Mehrere Medikamente kommen zur Anwendung der Therapie des nächtlichen Einnässens. Manche von diesen Medikamenten haben ernsthafte Nebenwirkungen. Sie sollten deshalb niemals ohne ärztliche Aufsicht eingenommen werden. Die Medikamente können häufig auch in einer Kombination angewandt werden.

Desmopressin-Acetat

Der Körper produziert ein natürliches Hormon, welches Vasopressin heißt, und das dazu führt, dass der Körper weniger Urin ausscheidet. Dieses Hormon wird dann vom Körper produziert, wenn der Organismus Wasser sparen möchte. Athleten zum Beispiel, produzieren vermehrt Vasopressin während sie einer körperlichen Anstrengung ausgesetzt sind, da sie vermehrt Wasser durch Schwitzen verlieren. Es wurde ebenso herausgefunden, dass dieses Hormon vermehrt im Schlaf ausgeschüttet wird. Das ist auch der Grund, dass viele Menschen nachts durchschlafen, ohne Wasser lassen zu müssen. Der Urin ist daher morgens konzentrierter.

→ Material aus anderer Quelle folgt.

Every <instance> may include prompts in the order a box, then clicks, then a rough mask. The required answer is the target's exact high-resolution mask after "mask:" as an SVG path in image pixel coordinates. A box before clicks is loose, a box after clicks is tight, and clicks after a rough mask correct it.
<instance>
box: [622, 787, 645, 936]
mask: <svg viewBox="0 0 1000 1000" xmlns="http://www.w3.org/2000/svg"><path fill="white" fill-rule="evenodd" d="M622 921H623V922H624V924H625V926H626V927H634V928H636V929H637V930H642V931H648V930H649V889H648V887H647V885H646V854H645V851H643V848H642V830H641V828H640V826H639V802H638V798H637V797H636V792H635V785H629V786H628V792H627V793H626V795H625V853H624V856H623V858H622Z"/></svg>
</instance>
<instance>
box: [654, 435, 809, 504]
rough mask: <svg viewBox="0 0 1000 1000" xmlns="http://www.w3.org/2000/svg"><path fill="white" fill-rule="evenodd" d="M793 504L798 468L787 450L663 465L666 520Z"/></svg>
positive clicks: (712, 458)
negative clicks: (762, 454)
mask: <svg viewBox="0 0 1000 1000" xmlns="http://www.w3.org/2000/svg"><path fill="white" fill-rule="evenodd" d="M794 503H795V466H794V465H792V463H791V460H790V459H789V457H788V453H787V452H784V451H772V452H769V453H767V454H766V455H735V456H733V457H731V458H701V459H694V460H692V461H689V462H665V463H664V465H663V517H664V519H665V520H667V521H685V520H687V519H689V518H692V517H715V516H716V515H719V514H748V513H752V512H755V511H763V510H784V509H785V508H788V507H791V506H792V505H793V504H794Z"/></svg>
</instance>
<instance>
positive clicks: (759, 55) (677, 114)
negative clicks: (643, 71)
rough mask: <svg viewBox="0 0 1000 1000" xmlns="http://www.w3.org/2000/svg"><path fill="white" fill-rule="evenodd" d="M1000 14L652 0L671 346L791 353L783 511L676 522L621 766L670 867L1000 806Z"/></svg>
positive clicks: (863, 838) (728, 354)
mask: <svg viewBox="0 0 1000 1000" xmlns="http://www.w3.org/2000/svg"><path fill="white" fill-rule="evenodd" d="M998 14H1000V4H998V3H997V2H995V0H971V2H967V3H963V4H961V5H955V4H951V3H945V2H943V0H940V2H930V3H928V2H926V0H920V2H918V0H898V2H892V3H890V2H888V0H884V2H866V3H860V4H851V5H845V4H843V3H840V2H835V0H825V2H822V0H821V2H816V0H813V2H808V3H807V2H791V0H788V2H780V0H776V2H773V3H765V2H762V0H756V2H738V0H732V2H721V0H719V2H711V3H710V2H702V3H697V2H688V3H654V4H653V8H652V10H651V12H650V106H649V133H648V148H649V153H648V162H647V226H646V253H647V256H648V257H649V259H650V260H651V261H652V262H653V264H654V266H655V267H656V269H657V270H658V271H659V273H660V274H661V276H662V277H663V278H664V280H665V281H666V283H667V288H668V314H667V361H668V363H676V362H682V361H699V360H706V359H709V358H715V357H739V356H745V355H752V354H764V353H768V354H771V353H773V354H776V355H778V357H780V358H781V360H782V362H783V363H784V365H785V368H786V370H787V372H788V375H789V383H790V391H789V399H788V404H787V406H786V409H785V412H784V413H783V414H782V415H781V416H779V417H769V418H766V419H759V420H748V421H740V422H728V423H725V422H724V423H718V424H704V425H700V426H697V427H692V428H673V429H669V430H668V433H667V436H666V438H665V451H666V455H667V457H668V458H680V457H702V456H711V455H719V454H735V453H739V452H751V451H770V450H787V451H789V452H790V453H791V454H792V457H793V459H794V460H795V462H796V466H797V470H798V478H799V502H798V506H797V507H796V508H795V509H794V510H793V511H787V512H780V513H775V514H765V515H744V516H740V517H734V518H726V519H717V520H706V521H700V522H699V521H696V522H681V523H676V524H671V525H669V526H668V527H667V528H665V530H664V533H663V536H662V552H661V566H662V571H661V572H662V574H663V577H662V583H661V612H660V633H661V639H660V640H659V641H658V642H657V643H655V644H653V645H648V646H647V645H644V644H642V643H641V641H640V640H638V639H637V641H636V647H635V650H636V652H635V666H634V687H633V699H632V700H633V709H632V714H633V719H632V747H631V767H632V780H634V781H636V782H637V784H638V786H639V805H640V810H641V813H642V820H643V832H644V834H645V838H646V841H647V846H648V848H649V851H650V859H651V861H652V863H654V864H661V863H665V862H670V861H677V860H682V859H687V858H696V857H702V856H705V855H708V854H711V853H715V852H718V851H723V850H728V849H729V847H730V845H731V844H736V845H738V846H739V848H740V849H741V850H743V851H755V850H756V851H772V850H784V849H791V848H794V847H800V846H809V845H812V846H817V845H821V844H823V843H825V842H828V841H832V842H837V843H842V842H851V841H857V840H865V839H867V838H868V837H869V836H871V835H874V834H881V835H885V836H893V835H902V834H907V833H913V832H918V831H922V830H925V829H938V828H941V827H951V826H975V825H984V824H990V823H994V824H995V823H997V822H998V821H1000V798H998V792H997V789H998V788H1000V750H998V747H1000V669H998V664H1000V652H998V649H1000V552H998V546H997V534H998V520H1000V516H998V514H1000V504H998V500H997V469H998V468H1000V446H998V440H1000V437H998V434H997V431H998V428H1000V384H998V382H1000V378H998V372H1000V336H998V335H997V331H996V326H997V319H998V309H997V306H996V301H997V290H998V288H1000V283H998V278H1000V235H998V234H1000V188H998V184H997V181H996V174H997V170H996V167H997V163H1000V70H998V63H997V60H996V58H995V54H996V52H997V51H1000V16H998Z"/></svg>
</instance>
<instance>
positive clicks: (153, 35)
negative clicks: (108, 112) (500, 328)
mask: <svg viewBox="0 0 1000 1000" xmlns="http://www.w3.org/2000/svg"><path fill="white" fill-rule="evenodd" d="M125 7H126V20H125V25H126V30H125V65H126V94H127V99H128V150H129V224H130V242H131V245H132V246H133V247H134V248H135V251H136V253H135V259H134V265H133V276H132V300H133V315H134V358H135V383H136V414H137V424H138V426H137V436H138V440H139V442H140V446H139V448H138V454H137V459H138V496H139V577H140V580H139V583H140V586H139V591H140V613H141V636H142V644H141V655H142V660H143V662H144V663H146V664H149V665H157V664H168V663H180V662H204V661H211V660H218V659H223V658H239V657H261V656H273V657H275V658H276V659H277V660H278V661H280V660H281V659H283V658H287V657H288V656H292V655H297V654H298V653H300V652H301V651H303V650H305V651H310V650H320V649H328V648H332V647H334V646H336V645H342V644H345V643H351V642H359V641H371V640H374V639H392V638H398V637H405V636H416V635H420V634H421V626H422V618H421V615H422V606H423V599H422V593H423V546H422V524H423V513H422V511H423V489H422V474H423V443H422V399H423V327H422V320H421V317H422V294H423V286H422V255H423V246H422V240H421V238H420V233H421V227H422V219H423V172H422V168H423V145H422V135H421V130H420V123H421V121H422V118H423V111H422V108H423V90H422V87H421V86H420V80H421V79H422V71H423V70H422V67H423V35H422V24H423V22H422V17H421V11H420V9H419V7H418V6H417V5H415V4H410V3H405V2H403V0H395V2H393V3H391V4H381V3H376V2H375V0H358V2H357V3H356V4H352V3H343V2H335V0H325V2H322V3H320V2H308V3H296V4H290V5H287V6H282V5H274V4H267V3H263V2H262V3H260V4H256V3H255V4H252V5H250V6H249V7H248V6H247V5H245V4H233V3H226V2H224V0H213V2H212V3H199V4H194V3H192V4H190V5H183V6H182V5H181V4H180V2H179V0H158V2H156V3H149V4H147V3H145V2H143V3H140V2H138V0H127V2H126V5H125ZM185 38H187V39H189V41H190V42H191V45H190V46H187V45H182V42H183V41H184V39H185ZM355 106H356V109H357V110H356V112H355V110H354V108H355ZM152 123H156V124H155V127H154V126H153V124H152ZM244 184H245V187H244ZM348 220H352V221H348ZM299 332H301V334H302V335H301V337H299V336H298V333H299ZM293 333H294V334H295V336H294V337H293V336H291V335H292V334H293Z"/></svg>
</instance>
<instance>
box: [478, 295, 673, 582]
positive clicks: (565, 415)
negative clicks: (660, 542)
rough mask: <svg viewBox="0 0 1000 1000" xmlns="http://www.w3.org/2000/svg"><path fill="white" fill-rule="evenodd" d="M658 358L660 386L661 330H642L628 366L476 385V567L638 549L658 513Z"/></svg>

Bei vielen Kindern mit nächtlichem Einnässen fehlen diese Produktion und nächtliche Ausschüttung von Vasopressin. Dieses Hormon wurde analysiert und kann chemisch hergestellt werden und nennt sich dann Desmopressin, welches als Tablette oder Nasenspray auf dem Markt erhältlich ist. Da es auf dem Prinzip des Herabsetzens des Volumens des produzierten Urins funktioniert, muss die Therapie mit Desmopressin (Minirin®) zusammen mit der Einschränkung der Flüssigkeitszufuhr durchgeführt werden. Dieses Medikament ist vor allem hilfreich, wenn die Kinder auswärts schlafen möchten. Es kann diskret angewandt werden. Bei Bedarf werden 2-3 Hübe des Nasensprays pro Nasenloch verabreicht. Der Hauptnachteil von Desmopressin ist, dass es nicht bei jedem Kind hilft und nachdem es abgesetzt wird, werden nahezu 50 % der Kinder rückfällig.

Andere Medikamente

Anticholinergika wie Oxybutinin oder Propiverin können ebenfalls zur Behandlung des nächtlichen Einnässens angewandt werden. Diese Medikamente wirken auf die glatten Muskelzellen der Blasenwand. Dadurch wird die Kontraktionsfähigkeit der Blasenmuskulatur gesenkt und entspannt. Nebenwirkungen wie z. B. Hautrötungen und Hitzewallungen, trockener Mund und Verstopfung sind gelegentlich zu beobachten. Alleine angewandt sind diese Medikamente zur Behandlung des nächtlichen Einnässens meistens wenig effektiv, können aber bei der Therapie der Tagessymptomatik sehr hilfreich sein. Bei Kindern werden vor allem Anticholinergika wie Mictonetten® oder Mictonorm® in Gewichtsadaptierten Dosen verabreicht.

Hierzu zählen in seltenen, vor allem Anticholinergika- Therapie- refraktären Fällen, die Injektion von Botulinum- Toxin (Botox) in die Harnblasenmuskulatur. Die Injektion wird im Zuge einer Blasenspiegelung durchgeführt, wofür es einer kurzen Narkose bedarf.

Akupunktur, homöopathische Medikamente, Chiropraktiken oder Hypnose werden häufig zusätzlich angewandt. Leider gibt es keine wissenschaftlichen Daten über die Effektivität dieser Maßnahmen bei der Therapie des Einnässens.